W. Paul Reeve
History Blazer, February 1995
On July 29, 1898, Captain Richard W. Young moved a platoon from Battery A, Utah Light Artillery, into place around the Philippine capital city of Manila. Two days later Captain Young’s artillery and men proved of great service in the bombardment of Manila and the eventual capture of that city during the Spanish-American War. Young was a native of Utah and graduate of West Point whose life, in and out of the military, was marked with distinction.
He was born in the historic Beehive House in Salt Lake City on April 19, 1858, a son of Joseph and Margaret Young and a grandson of Brigham Young. At the age of thirteen Richard began working in the freight office of the Utah Central Railroad and later attended Deseret University for two years. He taught in the district school at Richfield for a brief period before being appointed as a cadet to the U. S. Military Academy at West Point in 1875. The death of his father prevented his leaving home, and instead he returned to work for the railroad. In 1878 the cadetship was again offered to him and this time he took it. He graduated fifteenth in his class and shortly thereafter married Minerva Richards with whom he parented eight children.

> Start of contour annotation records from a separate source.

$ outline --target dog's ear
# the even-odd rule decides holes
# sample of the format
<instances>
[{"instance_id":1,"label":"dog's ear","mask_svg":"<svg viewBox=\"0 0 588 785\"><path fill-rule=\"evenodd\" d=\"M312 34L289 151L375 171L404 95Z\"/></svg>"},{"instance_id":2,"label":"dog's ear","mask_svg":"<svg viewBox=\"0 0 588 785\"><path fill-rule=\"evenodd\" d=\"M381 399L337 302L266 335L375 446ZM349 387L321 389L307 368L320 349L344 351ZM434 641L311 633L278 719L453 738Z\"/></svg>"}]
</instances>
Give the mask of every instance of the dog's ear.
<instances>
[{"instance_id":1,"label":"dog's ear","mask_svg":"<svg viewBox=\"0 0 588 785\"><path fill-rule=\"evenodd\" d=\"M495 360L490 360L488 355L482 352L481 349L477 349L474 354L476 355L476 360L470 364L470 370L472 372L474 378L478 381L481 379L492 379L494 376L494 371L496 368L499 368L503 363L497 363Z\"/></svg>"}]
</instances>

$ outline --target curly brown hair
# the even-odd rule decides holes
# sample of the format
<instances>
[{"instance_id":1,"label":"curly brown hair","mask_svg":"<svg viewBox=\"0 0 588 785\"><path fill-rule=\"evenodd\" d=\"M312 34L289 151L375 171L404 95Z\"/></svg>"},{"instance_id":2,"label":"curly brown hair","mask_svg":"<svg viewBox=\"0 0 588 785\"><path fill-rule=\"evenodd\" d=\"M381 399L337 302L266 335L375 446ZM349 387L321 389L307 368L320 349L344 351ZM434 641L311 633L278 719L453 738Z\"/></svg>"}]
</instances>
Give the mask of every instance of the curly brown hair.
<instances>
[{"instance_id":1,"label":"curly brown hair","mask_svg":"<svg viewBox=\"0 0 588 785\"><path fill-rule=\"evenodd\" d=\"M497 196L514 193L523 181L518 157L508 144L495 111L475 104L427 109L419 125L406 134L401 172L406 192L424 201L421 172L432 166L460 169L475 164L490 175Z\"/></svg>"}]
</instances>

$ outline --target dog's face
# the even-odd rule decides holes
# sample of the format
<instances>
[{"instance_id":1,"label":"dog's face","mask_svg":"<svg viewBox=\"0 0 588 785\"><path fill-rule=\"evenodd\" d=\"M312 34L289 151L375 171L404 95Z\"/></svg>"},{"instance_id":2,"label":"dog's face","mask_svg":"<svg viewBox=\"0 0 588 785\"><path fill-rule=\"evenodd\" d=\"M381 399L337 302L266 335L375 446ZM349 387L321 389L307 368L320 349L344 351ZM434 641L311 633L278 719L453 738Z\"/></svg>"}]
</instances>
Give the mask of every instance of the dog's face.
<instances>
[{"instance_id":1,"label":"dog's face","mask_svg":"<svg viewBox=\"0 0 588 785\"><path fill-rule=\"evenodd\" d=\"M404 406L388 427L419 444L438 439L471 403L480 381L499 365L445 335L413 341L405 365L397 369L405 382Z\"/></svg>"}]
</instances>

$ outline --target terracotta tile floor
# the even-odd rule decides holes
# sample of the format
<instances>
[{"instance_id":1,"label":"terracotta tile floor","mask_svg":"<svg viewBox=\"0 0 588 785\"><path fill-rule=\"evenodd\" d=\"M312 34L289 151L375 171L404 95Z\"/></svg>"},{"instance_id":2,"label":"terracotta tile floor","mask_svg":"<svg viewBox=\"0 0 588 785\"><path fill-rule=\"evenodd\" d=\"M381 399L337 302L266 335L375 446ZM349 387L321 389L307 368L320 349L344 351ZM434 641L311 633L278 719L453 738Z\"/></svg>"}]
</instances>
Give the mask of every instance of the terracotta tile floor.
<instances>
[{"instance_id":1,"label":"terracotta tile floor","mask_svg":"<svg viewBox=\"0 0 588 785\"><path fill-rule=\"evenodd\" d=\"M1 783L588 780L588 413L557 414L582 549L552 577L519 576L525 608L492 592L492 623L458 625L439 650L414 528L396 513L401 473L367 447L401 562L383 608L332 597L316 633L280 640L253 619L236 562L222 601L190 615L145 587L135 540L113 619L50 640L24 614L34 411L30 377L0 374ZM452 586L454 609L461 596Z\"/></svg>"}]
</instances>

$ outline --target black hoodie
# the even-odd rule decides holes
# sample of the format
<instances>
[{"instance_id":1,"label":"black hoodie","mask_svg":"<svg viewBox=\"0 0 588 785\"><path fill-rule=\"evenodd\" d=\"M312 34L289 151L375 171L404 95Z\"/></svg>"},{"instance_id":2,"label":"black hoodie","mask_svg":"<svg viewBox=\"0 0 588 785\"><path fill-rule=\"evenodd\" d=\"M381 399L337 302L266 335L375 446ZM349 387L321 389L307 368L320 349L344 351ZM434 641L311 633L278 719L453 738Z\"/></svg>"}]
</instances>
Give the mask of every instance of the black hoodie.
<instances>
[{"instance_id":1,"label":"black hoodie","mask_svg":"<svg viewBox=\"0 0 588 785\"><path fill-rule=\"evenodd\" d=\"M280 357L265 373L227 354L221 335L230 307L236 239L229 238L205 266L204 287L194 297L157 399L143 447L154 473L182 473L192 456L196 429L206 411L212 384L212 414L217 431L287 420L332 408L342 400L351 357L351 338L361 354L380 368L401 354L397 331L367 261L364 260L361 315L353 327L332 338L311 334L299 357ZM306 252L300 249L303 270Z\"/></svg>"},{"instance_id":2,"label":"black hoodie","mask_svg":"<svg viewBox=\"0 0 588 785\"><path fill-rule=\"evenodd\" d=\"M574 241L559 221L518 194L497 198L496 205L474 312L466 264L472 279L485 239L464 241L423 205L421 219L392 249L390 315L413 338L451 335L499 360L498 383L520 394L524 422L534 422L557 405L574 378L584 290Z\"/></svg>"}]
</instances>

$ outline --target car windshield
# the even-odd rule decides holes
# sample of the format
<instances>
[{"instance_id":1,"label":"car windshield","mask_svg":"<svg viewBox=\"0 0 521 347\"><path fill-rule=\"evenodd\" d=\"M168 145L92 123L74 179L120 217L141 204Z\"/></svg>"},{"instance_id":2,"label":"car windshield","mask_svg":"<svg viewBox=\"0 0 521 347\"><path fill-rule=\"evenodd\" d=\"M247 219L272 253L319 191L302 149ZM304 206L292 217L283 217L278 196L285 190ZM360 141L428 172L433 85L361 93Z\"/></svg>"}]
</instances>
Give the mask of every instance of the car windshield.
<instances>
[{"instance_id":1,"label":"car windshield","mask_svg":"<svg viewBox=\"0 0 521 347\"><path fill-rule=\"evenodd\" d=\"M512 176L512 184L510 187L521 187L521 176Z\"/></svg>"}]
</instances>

In 1884 Young enhanced his military standing when he graduated from Columbia Law School. He was one of the first army officers to take a college law course, and he soon gained prominence as an army lawyer. Nevertheless, in 1888 Young resigned from the military to begin his own law practice in Salt Lake City. He quickly became attorney for several prominent Utah businesses, including the State Bank of Utah and the Utah Sugar Company. Yet, at the outbreak of war with Spain in 1898 Young felt duty bound to assist his country and volunteered for service. In addition to the capture of Manila, Young took part in nearly twenty-five other engagements in the war and the Filipino Insurrection. Following the end of hostilities he was appointed associate justice and president of the criminal branch of the Supreme Court of the Philippine Islands where he served from 1899 to 1901. In that capacity he helped prepare the Philippines’ code of government and criminal procedure.
Upon his return to Utah, Young rebuilt his lucrative law practice, but war once again interrupted his life. In 1918 he was promoted to Brigadier General and placed in command of the 65th Brigade, 40th Division, American Expeditionary Forces in France during World War I. His military service was brief, and in 1919 he was again practicing law in Salt Lake City. Then, in December of that year, he suffered an appendicitis attack that ultimately brought his influential and prominent life to an end two days after Christmas.